Rejected Omega Was Told to Sing the Luna Hymn as a Joke – But Her Voice Left the Alpha King Speechless
Discussion and Economics
I settled into the chair across from his desk—my chair now, after two weeks of daily lessons.
“We’re in the middle of discussing the southern trade disputes. I need to know how the grain embargo affects the mountain packs.”
He stared at me.
“I confessed my feelings last night, and you want to discuss economics?”
“I want to know if you meant what you said,”
I met his eyes steadily.
“Or if it was just exhaustion and transformation talking.”
“I meant every word,”
his voice was quiet but certain.
“I know it’s fast. I know it’s probably foolish. But Catherine, you’ve given me something I thought I’d lost forever. You’ve given me companionship without judgment.”
“With you, I’m not just a king or a beast. I’m just me.”
“Which me? The one sitting here, or the one in the cage?”
“Both.”
Redefining Brokenness
He leaned forward, elbows on the desk.
“That’s what you’ve helped me understand. They’re not separate entities; they’re both me.”
“The beast isn’t some evil I have to contain. It’s the part of me that feels everything I suppress during the day—the loneliness, the longing, the fear that I’m too broken to be loved.”
“You’re not broken.”
“I’m cursed, Catherine. Split in two. That’s the definition of broken.”
He smiled sadly.
“But with you, being broken doesn’t feel like a death sentence. It just feels like… being.”
I wanted to reach across the desk to take his hand and offer comfort, but something held me back. Some last wall I wasn’t ready to tear down.
“Tell me about the curse-caster,”
I said instead.
“The witch. You said she was powerful. What was her name?”
The Weight of the Past
Charles’s expression shifted, recognizing the deflection but allowing it.
“Morgana Wilson. One of the last true witches before the Alpha Council banned their kind from the territories.”
“They banned witches? Why?”
“Fear. Witches wielded magic that didn’t come from wolf nature. It came from older sources: the moon goddess, yes, but also the earth, the elements—forces we couldn’t control or understand.”
“The council decided anything they couldn’t dominate was a threat, so they drove them out and killed those who resisted.”
“Including Morgana’s daughter?”
“All,”
Charles’s voice was heavy.
“She was seventeen. Used forbidden magic to heal her dying brother. Saved his life by taking life from others. Three people died so one could live.”
“The law was clear: execution. And you carried it out?”
The Execution
“I was nineteen, newly crowned after my father’s death. The council was testing me, seeing if I’d be weak, if I’d show mercy that could be exploited.”
He rubbed his face tiredly.
“So I did what was expected. I ordered the execution. And Morgana watched her daughter die and promised me I’d understand what it meant to be split from the ones you love.”
The pieces were falling into place.
“She didn’t curse you to be a monster. She cursed you to be separated from yourself—to know what it feels like to have part of you taken away and to never be whole again.”
“Unless I found someone willing to love both halves,”
he laughed bitterly.
“Fitting punishment, really. I took her daughter; she took my humanity.”
“But she gave you a way out,”
I pointed out.
“The curse has a condition. That means she believed, even in her grief, that you could be redeemed.”
Searching for Morgana
“Or she believed I’d suffer longer knowing freedom was possible, but always out of reach.”
We sat in silence for a moment, the weight of old tragedy settling between us.
“What happened to Morgana?”
I asked finally.
“Disappeared. The council sent hunters, but she vanished into the wild territories. Some say she’s dead, others claim she’s still out there watching to see if her curse holds.”
Charles’s eyes met mine.
“Why do you ask?”
“Because if she’s alive, she’s the one who can break this. Not love, not magic, not time—her. She cast it; she can undo it.”

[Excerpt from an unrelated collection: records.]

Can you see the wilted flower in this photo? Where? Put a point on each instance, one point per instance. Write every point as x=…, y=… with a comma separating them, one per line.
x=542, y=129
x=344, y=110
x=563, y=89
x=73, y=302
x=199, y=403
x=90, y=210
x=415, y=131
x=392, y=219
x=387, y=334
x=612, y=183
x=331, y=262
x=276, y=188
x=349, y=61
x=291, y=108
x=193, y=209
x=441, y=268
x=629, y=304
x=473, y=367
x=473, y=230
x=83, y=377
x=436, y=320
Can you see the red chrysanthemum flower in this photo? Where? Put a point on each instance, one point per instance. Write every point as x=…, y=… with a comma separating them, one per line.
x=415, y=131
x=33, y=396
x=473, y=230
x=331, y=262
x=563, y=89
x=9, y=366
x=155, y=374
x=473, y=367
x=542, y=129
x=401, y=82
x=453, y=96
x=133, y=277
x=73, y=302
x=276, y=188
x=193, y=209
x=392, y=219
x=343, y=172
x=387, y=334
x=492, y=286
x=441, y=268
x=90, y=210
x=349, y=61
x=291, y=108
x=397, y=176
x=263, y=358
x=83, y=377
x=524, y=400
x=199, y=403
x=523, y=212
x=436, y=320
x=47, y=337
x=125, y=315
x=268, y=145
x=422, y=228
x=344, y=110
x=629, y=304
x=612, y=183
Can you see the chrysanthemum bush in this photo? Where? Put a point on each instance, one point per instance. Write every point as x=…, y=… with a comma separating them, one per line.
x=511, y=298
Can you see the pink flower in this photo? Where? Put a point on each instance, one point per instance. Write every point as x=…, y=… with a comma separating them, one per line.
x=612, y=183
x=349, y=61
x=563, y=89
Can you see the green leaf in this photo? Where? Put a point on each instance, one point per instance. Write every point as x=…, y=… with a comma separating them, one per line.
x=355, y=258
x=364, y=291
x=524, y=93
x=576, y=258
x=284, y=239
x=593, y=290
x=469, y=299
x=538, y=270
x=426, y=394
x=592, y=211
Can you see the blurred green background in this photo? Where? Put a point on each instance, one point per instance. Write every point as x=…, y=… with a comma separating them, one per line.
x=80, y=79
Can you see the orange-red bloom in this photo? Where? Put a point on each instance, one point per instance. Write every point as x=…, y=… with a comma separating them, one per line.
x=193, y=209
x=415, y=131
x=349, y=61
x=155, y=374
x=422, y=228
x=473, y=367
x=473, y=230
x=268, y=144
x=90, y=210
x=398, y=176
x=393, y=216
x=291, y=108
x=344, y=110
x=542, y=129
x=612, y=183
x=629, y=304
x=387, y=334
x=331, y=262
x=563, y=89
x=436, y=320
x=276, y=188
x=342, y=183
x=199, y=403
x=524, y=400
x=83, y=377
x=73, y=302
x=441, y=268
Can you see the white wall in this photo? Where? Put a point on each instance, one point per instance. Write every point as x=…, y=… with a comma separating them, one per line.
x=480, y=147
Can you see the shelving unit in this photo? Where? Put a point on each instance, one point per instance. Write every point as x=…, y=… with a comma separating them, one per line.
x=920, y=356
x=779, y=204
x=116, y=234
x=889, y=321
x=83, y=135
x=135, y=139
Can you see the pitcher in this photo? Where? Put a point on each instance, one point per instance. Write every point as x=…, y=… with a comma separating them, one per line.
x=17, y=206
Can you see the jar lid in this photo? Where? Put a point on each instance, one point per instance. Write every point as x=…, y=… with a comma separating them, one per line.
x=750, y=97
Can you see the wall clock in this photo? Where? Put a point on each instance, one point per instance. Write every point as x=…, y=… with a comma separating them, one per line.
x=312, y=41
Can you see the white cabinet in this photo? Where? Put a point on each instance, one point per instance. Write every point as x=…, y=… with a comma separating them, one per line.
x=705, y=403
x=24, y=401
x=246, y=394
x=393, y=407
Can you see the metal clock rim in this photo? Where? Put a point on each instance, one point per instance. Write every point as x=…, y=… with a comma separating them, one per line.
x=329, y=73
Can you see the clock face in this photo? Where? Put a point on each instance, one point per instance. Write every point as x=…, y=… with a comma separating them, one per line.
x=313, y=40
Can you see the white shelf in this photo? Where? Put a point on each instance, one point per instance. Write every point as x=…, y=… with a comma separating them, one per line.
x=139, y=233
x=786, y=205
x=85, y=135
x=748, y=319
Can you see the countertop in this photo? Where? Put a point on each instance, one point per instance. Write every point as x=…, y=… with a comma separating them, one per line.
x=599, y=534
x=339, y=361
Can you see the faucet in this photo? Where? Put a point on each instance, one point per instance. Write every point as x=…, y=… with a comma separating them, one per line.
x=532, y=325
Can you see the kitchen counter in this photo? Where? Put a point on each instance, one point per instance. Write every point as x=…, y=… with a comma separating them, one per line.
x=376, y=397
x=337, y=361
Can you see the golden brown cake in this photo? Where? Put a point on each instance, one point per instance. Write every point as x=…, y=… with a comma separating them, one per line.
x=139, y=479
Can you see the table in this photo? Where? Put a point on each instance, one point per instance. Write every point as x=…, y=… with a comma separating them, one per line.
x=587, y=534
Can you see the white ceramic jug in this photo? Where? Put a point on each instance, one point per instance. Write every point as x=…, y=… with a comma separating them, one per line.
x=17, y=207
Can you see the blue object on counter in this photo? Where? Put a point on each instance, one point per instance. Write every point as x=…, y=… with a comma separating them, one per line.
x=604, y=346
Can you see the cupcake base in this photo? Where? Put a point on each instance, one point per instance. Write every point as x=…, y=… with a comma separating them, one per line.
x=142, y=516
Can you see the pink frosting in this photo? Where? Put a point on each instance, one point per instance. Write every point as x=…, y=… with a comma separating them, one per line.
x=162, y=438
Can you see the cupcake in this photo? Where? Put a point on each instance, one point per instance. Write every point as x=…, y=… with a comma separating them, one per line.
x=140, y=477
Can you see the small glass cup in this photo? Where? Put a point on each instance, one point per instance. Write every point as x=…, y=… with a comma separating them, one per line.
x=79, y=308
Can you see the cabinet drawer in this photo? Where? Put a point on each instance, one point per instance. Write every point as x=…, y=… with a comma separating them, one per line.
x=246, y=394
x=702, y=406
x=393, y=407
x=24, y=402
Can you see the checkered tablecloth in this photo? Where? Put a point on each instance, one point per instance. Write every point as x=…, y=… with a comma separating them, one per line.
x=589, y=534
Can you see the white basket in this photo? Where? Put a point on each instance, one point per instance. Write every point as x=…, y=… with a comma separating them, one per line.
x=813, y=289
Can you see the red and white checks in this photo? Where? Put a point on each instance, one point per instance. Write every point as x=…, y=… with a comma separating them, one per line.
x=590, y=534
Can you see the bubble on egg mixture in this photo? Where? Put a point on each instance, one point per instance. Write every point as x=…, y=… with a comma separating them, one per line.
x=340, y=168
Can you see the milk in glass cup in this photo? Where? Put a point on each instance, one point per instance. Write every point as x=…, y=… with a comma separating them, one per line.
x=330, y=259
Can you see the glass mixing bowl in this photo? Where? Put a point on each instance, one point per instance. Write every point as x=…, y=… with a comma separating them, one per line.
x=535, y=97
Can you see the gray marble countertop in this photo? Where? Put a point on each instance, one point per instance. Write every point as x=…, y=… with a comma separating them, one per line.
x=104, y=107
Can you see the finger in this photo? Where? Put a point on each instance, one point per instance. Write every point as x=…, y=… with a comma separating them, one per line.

“We’ve tried to find her. Sent emissaries, offered fortunes, begged and threatened and negotiated. She’s either dead or has no interest in mercy.”
“Or,”
I said slowly,
“she’s waiting to see if the curse’s condition is met legitimately. If it isn’t, if you try to circumvent it, the curse might become permanent.”
Safeguards Against Cheating
Charles went very still.
“Where did you learn that?”
“The magical theory texts in your library. Curse magic always has safeguards against cheating. If Morgana is alive and watching, she’d know if you tried to force a solution.”
I leaned forward.
“This has to be real, Charles. Whatever happens between us, it has to be genuine or it won’t work.”
“And is it?”
his voice was rough.
“Is what you feel genuine, Catherine? Or are you just trying to save me because you need purpose?”
The question struck like a blade. I opened my mouth to answer, to say something diplomatic, something safe, and found I couldn’t.
I didn’t know, did I? Did I care about Charles because of who he was, or because he’d given me value when no one else would?